Read The Mists of Avalon Page 40


  She had thought, after hearing that Morgaine was not in Avalon, of sending a messenger to King Lot’s court, to find out if she was there; but then the winter settled in in earnest, and every day was a new battle against cold, chilblains, the vicious dampness everywhere; even the sisters went hungry in the depths of winter, sharing what food they had with beggars and peasants.

  And once in the hard weeks of winter, she thought she heard Morgaine’s voice, crying—crying out for her in anguish: “Mother! Mother!” Morgaine, alone and terrified—Morgaine dying? Where, ah God, where? Her fingers clenched the cross which, like all the sisters of the convent, she wore at her belt. Lord Jesus, keep and guard her, Mary, Mother divine, even if she is a sinner and a sorceress . . . pity her, Jesus, as you pitied the dame of Magdala who was worse than she. . . .

  In dismay, she realized that a tear had dripped down on the fine work she was doing; it might spot the work. She wiped her eyes with her linen veil and held the embroidery frame further away, narrowing her eyes to see better—ah, she was getting old, her sight blurred a little from time to time; or was it tears that blurred her vision?

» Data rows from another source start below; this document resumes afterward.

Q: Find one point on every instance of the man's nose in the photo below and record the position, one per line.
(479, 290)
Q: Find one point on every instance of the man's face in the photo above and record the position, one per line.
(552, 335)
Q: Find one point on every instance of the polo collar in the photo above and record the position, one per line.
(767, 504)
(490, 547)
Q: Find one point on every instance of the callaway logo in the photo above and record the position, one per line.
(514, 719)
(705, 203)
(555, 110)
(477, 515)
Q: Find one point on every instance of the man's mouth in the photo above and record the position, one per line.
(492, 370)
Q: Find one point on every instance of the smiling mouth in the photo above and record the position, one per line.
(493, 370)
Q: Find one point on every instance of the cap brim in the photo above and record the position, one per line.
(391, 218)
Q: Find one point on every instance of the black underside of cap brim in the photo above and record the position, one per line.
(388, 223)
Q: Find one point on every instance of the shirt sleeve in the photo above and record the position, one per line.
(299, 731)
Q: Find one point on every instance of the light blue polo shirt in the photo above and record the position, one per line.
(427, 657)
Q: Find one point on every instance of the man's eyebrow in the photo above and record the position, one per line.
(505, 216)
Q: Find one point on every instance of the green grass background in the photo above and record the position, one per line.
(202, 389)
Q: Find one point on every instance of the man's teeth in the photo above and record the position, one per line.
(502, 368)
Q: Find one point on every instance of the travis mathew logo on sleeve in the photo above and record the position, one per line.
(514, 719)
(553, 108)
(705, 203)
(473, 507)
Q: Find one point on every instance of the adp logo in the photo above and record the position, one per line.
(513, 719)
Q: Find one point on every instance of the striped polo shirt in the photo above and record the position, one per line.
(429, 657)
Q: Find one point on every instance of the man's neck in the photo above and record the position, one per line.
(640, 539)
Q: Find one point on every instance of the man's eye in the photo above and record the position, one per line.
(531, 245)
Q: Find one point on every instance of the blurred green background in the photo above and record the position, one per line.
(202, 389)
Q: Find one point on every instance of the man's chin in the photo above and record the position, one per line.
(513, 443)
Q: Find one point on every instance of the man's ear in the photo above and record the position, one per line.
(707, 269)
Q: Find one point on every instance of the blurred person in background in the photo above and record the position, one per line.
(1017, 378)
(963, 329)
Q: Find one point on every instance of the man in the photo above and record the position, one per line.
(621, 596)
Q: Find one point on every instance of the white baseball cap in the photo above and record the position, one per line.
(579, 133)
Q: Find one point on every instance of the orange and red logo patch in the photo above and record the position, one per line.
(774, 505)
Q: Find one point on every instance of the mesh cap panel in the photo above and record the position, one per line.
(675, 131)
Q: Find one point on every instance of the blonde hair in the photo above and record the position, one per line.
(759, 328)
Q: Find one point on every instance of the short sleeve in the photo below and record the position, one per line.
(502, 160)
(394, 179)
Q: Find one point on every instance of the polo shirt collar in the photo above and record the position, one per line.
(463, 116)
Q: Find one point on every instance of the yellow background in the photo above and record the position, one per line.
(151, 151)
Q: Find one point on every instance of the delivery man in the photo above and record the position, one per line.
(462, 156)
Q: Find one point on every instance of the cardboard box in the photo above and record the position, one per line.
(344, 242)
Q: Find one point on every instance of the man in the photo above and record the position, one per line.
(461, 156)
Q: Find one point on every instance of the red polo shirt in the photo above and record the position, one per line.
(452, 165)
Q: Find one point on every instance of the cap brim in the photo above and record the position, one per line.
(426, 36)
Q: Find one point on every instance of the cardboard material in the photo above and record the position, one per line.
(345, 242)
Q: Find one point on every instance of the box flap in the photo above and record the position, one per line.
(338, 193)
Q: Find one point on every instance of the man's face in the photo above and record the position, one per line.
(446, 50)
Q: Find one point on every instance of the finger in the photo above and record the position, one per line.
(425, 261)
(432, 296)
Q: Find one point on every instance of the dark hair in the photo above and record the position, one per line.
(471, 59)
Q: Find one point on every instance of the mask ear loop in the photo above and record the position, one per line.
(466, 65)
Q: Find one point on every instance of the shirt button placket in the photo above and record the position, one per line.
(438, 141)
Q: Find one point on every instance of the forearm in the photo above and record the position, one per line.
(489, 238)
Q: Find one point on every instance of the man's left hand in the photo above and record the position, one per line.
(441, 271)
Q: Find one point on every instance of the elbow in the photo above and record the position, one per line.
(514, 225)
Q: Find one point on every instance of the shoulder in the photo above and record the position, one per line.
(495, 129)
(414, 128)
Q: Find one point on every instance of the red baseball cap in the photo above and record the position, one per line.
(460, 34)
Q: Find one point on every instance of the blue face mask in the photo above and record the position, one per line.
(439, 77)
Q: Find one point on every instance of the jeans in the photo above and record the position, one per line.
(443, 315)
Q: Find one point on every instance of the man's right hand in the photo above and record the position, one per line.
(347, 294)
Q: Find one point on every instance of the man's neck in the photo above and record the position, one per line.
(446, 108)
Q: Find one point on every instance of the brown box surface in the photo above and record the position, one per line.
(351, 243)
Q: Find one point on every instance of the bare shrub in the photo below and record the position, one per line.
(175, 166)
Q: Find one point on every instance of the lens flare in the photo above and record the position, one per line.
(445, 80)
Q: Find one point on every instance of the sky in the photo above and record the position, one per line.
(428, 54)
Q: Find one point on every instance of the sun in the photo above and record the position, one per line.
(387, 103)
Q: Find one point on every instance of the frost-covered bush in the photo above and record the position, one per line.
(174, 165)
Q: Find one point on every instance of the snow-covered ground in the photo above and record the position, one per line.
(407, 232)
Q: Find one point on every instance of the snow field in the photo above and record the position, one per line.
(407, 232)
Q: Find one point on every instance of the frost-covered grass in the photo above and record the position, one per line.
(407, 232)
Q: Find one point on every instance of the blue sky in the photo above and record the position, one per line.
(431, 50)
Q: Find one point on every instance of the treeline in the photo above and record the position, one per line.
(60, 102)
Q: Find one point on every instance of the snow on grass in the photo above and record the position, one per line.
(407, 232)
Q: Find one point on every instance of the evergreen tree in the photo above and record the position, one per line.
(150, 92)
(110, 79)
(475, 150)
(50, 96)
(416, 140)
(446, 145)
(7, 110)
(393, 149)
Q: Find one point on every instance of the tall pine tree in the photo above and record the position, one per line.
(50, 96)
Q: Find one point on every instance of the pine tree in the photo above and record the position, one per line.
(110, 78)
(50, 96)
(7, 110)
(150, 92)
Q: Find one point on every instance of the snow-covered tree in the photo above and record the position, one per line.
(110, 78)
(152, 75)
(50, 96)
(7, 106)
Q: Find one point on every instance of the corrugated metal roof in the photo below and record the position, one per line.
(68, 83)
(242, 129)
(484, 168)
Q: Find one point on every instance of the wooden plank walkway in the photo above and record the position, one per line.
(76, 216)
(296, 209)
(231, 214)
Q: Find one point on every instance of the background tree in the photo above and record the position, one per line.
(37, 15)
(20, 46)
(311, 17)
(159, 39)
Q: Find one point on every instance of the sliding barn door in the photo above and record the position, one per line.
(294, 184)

  She bent resolutely over her embroidery again, but Morgaine’s face seemed again to be before her, and she could hear in her imagination that despairing shriek, as if Morgaine’s soul were being torn from her body. She herself had cried out like that, for the mother she could hardly remember, when Morgaine was born . . . did all women in childbirth cry out for their mothers? Terror gripped her. Morgaine in that desperate winter, giving birth somewhere . . . Morgause had made some such jest at Arthur’s crowning, saying Morgaine was as squeamish with her food as a breeding woman. Against her will, Igraine found herself counting on her fingers; yes, if it had been so with her, Morgaine would have borne her child in the dead of winter. And now, even in that soft spring, she seemed to hear again that cry; she longed to go to her daughter, but where, where?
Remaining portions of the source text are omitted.